Ultraheavy Dark Matter and WIMPs Production aided by Primordial Black Holes

TL;DR

This paper explores how primordial black holes can produce ultraheavy dark matter and WIMPs, affecting relic density predictions and expanding the viable mass range for dark matter particles.

Contribution

It demonstrates that Hawking evaporation from primordial black holes can generate ultraheavy dark matter and analyzes their impact on relic density in non-standard cosmologies.

Findings

Hawking evaporation can produce dark matter above 10^{12} GeV.

Primordial black holes influence relic density through entropy injection.

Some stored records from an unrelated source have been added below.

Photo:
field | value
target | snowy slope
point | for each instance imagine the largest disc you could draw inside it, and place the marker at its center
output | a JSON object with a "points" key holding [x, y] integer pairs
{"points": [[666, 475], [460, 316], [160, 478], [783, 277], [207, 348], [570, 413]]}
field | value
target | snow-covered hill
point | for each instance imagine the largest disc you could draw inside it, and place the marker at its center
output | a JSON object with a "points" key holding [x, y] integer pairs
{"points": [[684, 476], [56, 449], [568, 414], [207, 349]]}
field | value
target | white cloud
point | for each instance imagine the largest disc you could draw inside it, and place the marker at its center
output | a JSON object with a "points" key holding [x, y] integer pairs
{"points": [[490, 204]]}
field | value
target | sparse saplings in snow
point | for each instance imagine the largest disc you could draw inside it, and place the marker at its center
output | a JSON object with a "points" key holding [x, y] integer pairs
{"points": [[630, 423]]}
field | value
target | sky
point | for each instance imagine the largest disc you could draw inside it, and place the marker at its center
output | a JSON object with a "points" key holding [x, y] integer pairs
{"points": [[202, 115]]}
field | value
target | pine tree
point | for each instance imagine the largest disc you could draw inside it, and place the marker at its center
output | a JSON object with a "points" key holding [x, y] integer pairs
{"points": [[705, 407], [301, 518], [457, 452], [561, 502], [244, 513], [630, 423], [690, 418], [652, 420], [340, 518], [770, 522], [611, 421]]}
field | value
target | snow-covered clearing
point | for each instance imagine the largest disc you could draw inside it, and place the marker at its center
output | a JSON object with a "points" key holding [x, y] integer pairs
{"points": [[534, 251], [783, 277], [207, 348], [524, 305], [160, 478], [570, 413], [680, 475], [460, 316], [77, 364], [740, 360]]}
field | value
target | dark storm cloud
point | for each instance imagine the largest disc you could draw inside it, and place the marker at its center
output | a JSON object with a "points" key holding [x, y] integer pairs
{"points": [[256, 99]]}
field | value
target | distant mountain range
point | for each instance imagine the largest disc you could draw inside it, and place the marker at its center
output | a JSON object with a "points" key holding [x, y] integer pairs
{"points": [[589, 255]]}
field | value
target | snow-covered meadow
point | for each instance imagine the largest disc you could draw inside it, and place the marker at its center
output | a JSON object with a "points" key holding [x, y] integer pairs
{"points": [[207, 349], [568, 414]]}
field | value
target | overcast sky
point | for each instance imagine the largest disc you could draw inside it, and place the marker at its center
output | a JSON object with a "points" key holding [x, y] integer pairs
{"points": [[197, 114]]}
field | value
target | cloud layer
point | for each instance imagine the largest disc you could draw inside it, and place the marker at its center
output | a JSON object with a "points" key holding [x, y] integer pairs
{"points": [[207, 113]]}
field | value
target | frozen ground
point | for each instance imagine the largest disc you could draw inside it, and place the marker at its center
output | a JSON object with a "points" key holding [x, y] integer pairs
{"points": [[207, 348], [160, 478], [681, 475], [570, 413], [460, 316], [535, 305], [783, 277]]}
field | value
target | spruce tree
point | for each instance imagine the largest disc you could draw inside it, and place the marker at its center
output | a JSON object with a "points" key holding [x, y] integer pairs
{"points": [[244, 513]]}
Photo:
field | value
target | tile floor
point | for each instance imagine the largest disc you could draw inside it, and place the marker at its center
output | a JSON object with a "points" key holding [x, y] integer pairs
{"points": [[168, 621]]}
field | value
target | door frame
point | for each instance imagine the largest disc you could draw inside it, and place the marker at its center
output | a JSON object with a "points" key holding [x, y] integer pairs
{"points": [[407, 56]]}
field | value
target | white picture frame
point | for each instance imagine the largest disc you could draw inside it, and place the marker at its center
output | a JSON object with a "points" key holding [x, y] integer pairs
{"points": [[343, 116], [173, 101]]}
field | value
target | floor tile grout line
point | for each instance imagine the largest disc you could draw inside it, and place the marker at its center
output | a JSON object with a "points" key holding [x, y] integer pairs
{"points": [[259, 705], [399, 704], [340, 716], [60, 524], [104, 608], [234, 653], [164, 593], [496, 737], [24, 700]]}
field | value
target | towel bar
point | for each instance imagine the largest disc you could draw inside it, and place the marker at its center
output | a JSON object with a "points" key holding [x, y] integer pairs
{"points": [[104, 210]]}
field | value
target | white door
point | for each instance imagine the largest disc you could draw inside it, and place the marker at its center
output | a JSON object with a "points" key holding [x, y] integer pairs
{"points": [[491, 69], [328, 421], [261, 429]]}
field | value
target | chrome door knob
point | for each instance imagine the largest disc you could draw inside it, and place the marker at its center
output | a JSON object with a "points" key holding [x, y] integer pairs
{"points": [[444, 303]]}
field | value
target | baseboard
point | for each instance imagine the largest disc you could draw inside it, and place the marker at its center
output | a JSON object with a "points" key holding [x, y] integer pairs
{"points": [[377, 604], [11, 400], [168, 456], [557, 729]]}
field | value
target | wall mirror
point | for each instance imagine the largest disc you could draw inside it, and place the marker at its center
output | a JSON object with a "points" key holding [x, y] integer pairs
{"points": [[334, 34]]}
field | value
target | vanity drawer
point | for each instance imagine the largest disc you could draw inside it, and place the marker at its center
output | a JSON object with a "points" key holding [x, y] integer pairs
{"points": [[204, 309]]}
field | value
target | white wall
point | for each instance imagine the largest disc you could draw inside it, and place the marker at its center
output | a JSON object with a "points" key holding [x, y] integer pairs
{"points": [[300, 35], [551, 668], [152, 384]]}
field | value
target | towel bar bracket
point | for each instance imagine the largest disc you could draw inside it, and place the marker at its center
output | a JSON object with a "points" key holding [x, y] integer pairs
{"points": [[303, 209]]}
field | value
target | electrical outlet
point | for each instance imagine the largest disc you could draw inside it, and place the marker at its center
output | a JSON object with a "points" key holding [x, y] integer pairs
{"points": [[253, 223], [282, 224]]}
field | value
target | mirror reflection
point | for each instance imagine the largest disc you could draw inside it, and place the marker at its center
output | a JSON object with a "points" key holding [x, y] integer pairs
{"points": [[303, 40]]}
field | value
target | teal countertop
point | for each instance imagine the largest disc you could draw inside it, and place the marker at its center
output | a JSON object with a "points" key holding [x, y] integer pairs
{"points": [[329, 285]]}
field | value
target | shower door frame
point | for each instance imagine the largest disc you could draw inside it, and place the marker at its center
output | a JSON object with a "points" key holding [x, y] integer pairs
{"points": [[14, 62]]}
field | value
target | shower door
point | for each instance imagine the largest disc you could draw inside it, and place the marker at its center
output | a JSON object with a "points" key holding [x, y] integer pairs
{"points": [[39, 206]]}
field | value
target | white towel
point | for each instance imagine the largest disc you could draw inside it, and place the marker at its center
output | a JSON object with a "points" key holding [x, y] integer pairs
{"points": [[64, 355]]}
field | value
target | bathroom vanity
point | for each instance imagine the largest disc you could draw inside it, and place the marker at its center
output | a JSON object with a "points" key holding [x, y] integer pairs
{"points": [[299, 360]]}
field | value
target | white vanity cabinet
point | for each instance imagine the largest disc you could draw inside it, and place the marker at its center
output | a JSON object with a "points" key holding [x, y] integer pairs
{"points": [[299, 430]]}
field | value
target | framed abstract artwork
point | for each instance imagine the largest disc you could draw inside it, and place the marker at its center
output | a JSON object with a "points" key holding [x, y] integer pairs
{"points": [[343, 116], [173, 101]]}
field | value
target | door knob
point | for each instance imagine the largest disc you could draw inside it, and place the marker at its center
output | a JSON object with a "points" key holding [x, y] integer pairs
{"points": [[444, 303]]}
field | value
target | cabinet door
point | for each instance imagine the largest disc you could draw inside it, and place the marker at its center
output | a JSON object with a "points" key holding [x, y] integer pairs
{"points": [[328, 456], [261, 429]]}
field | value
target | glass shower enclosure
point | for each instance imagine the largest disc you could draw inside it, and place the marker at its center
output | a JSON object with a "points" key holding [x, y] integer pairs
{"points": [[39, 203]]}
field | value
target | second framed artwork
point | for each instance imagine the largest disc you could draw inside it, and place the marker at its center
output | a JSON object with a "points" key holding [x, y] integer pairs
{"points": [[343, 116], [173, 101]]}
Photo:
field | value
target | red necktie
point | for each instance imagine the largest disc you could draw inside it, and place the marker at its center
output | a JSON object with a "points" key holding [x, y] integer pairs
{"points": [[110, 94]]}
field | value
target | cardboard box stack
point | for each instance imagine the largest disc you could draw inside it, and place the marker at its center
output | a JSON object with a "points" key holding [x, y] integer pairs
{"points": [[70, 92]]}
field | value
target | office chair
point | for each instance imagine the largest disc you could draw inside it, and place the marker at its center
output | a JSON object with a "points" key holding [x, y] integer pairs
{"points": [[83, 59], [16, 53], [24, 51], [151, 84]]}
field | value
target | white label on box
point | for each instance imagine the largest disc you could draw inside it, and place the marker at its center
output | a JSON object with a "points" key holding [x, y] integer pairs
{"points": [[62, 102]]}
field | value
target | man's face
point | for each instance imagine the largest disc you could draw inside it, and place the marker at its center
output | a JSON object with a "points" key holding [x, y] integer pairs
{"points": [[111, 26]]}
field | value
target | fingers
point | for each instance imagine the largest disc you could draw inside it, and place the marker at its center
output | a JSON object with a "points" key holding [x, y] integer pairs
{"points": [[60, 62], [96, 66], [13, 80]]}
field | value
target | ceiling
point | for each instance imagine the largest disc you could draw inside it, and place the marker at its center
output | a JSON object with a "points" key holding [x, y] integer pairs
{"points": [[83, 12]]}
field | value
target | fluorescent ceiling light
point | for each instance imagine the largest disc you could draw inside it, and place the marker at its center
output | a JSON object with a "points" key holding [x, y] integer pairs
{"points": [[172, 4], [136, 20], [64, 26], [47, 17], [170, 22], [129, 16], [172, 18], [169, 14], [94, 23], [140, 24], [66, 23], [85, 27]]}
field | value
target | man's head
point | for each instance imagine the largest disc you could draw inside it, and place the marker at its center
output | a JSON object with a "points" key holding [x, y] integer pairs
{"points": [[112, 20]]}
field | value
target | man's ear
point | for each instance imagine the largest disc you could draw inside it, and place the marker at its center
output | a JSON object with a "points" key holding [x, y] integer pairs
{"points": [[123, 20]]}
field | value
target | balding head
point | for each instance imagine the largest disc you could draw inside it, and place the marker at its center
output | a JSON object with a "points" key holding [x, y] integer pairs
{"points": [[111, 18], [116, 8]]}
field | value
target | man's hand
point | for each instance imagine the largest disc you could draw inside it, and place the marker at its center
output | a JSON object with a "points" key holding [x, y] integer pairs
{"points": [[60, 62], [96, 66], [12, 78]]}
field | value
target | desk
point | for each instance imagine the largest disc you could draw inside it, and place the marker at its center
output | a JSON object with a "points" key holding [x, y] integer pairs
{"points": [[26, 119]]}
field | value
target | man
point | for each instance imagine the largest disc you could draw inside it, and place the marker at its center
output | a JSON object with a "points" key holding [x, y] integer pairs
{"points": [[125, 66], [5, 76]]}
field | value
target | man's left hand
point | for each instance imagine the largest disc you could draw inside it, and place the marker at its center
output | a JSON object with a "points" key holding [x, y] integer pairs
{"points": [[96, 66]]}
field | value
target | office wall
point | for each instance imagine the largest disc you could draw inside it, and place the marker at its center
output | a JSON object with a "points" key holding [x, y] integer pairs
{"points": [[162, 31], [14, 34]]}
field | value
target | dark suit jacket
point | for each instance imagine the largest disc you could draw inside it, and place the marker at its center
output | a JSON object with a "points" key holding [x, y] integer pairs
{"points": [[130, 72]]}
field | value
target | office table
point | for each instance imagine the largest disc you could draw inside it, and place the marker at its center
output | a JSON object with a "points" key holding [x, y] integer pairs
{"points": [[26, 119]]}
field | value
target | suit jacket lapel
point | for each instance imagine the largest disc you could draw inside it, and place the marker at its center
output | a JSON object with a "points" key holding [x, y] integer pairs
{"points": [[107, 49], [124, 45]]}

Heavy dark matter particles above 10 TeV can match observed relic density.

Abstract

The unitary bound restricts thermal relics to be lighter than $100$ TeV. This work investigates the production of ultraheavy dark matter and WIMPs in the presence of primordial black holes. Firstly, we describe how Hawking evaporation can produce ultraheavy dark matter with masses above $10^{12}$ GeV in radiation and matter-domination eras. Later, we assess how primordial black holes that induce a non-standard cosmology impact the predicted relic density of a thermal relic and explore the interplay between them, considering the restrictions arising from entropy injection due to the evaporation of primordial black holes. Considering a concrete B-L model, where the dark matter is a Dirac particle, we obtain the correct relic density for various freeze-out scenarios and show that a dark matter particle can nicely reproduce the correct relic density in agreement with current limits with masses above the $10$ TeV scale. Hence, this work strengthens the continuous search for heavy dark matter particles.